De son côté, Youcef A., connu sous le pseudonyme « Zazou Youssef », a écopé d’une peine bien plus lourde. Condamné fin février à Brest à 18 mois de prison ferme assortis d’une interdiction du territoire français de dix ans, il avait, selon les juges, appelé à commettre des attentats sur le sol français et incité à des violences en Algérie. Une condamnation exemplaire destinée à marquer une ligne rouge face aux dérapages des influenceurs qui utilisent les réseaux sociaux pour diffuser des contenus extrêmes.
Enfin, la Franco-algérienne Sofia Benlemmane, également très suivie sur TikTok, sera jugée le 18 mars à Lyon pour une vidéo où elle insultait violemment une autre femme, ponctuant son discours d’une attaque explicite contre la France. Autant d’affaires qui illustrent la vigilance croissante des autorités face aux discours haineux en ligne et qui témoignent d’une volonté ferme de réguler les contenus des influenceurs à la dérive.

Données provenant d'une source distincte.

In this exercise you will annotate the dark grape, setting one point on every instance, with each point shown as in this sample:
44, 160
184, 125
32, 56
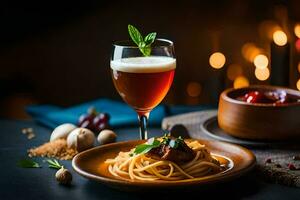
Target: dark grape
87, 124
93, 120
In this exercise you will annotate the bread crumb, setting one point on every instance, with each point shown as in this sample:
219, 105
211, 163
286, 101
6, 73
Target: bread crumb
55, 149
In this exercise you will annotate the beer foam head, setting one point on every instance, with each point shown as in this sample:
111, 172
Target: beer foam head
149, 64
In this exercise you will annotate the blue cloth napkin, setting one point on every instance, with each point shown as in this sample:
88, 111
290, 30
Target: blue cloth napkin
121, 114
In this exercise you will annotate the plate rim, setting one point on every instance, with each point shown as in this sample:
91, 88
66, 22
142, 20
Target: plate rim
215, 178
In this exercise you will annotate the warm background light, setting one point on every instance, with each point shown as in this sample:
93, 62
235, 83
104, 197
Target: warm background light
233, 71
267, 28
297, 30
250, 51
217, 60
240, 82
298, 84
261, 61
297, 45
262, 74
194, 89
280, 38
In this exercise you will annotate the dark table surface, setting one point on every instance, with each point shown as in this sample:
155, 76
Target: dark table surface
39, 183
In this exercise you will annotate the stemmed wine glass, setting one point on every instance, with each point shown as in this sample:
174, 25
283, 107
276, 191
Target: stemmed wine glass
143, 81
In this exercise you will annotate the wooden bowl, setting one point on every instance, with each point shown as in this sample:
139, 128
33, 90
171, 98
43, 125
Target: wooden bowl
259, 121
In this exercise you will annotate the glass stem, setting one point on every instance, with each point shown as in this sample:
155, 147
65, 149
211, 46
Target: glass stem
143, 119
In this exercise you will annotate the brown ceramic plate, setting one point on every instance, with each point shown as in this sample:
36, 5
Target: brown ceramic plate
90, 164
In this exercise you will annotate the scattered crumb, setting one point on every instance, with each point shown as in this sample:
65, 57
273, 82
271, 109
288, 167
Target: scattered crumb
30, 136
28, 132
56, 149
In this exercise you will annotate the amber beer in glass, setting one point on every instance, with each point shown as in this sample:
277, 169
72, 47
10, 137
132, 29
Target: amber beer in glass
142, 81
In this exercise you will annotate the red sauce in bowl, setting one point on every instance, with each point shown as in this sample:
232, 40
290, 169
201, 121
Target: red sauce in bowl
268, 97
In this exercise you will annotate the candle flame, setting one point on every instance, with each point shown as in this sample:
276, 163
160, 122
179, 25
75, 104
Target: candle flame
262, 74
261, 61
280, 38
217, 60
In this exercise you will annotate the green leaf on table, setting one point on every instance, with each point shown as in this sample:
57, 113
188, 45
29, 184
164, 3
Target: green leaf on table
27, 163
54, 164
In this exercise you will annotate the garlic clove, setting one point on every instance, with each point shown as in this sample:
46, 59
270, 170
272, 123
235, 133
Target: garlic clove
81, 139
63, 176
62, 131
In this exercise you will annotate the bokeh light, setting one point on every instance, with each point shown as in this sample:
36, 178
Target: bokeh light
297, 45
280, 38
240, 82
262, 74
217, 60
267, 28
249, 51
233, 71
261, 61
298, 84
194, 89
297, 30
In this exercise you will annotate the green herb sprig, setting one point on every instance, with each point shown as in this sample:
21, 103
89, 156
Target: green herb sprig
145, 148
144, 44
27, 163
54, 164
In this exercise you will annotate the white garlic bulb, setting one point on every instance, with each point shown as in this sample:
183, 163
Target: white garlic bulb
106, 136
81, 139
62, 131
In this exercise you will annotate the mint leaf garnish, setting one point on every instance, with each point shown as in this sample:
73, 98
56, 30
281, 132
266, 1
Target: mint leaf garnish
143, 44
145, 148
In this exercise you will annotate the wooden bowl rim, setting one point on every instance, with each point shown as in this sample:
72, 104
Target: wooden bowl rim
225, 96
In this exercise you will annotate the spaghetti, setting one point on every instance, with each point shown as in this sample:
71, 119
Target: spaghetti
127, 165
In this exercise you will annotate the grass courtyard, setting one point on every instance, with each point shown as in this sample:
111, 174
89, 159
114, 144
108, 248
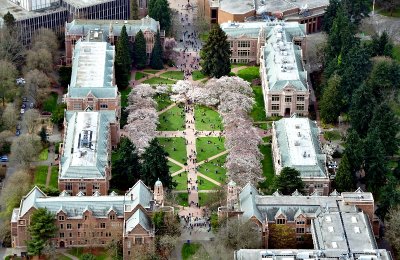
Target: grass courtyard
268, 169
207, 119
214, 168
175, 147
172, 120
157, 80
176, 75
163, 101
209, 146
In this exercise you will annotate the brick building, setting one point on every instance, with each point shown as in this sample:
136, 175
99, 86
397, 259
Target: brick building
295, 144
325, 218
246, 39
111, 30
307, 12
284, 79
92, 220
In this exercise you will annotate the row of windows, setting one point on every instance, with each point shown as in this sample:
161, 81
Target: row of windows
299, 98
299, 107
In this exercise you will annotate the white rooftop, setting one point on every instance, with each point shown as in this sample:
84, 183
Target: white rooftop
91, 64
85, 139
301, 147
285, 64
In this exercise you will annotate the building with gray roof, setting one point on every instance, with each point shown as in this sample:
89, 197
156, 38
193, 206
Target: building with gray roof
246, 39
111, 30
284, 79
338, 224
91, 220
295, 144
30, 15
307, 12
86, 152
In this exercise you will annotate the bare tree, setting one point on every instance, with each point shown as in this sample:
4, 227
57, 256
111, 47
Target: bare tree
46, 39
40, 59
8, 74
15, 187
24, 150
31, 120
11, 49
36, 85
393, 228
10, 117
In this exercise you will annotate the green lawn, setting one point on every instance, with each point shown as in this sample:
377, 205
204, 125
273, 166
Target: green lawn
124, 96
40, 174
332, 135
396, 52
258, 111
209, 146
173, 167
157, 80
197, 75
204, 184
50, 103
249, 73
189, 249
183, 199
180, 148
44, 154
214, 168
172, 119
178, 75
54, 177
268, 169
207, 119
163, 101
151, 71
181, 180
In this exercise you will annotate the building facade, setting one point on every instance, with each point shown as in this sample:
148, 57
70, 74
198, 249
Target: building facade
307, 12
246, 39
91, 221
295, 144
111, 29
284, 80
307, 215
31, 15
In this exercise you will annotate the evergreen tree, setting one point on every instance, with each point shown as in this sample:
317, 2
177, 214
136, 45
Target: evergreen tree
331, 102
134, 10
155, 166
41, 229
9, 20
215, 54
288, 181
345, 179
375, 164
361, 109
386, 124
125, 166
329, 15
122, 60
156, 54
140, 50
160, 11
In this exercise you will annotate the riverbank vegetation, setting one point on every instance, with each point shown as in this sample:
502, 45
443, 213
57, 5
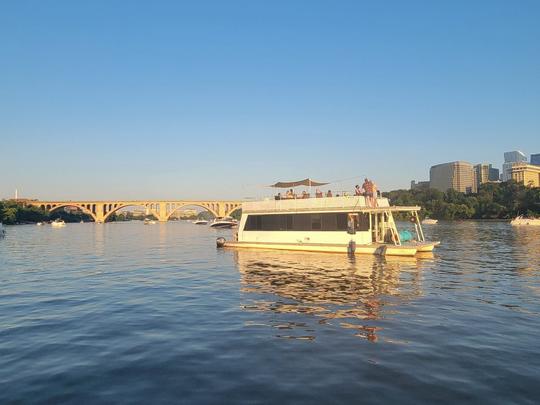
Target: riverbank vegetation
493, 201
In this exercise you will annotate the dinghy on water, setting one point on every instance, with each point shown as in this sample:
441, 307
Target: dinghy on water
225, 222
521, 220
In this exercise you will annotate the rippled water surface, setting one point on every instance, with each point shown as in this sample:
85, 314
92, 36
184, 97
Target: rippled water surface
131, 313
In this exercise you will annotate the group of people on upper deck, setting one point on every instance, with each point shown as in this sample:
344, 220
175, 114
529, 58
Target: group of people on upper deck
367, 190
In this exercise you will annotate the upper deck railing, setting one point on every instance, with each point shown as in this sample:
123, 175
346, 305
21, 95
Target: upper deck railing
314, 204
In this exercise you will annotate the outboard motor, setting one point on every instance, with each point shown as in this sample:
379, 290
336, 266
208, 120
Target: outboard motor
220, 242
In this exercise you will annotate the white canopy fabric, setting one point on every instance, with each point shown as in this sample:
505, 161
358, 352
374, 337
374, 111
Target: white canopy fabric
289, 184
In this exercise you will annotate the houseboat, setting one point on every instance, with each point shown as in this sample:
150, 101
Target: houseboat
345, 224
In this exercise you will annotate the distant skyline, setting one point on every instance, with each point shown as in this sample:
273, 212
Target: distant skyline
133, 100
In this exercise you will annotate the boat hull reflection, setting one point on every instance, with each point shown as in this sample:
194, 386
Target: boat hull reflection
331, 289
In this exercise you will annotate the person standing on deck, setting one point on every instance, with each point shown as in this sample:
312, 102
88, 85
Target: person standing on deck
367, 191
373, 193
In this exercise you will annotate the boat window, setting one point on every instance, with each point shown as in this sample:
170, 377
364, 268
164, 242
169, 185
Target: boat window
316, 222
297, 222
301, 222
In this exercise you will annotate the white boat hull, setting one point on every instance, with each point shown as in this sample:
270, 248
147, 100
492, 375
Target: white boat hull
525, 222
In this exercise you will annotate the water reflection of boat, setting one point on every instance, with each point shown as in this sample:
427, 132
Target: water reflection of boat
348, 291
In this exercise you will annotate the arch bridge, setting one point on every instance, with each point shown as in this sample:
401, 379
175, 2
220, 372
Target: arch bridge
100, 211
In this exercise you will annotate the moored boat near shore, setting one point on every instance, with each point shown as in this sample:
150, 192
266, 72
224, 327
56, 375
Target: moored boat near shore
520, 221
346, 224
225, 222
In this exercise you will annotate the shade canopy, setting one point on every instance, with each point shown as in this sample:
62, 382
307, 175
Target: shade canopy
305, 182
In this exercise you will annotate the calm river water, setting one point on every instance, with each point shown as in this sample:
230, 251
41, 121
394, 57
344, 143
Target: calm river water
123, 312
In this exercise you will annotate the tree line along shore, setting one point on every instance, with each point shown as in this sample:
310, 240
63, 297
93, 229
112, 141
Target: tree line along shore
492, 201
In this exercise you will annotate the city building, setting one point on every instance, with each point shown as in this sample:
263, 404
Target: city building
526, 174
493, 174
485, 173
510, 158
419, 185
459, 176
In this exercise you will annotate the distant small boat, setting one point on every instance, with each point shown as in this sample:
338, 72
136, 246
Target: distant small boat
521, 220
225, 222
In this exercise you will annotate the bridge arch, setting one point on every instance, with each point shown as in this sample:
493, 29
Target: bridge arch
118, 207
52, 208
208, 207
233, 208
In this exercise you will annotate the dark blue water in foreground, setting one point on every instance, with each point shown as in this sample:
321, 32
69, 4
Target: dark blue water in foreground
153, 314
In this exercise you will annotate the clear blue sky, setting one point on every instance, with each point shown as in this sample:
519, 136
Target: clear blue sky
200, 99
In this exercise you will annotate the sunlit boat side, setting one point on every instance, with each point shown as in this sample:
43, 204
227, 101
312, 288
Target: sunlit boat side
344, 224
520, 221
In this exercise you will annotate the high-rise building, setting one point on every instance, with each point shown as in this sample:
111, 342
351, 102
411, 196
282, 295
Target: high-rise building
459, 176
510, 158
493, 174
419, 185
485, 173
526, 174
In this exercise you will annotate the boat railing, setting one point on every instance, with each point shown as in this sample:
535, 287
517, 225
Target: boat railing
326, 203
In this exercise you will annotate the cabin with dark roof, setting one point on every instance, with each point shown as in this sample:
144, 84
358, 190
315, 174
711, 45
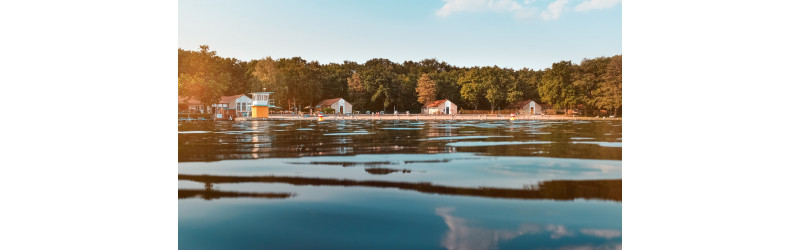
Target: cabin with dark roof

L’affaire « Doualemn » s’inscrit donc dans un contexte de tension entre les gouvernements français et algérien, sur fond de gestion des flux migratoires et de lutte contre les discours incitant à la violence. Alors que son sort judiciaire est encore suspendu à un éventuel appel, son avenir en France semble plus que jamais incertain. La décision de la Commission d’expulsion, attendue le 12 mars, pourrait sceller définitivement son destin sur le sol français. En attendant, la polémique ne faiblit pas, alimentée par les débats sur la liberté d’expression, les responsabilités des influenceurs et les relations diplomatiques toujours sensibles entre Alger et Paris.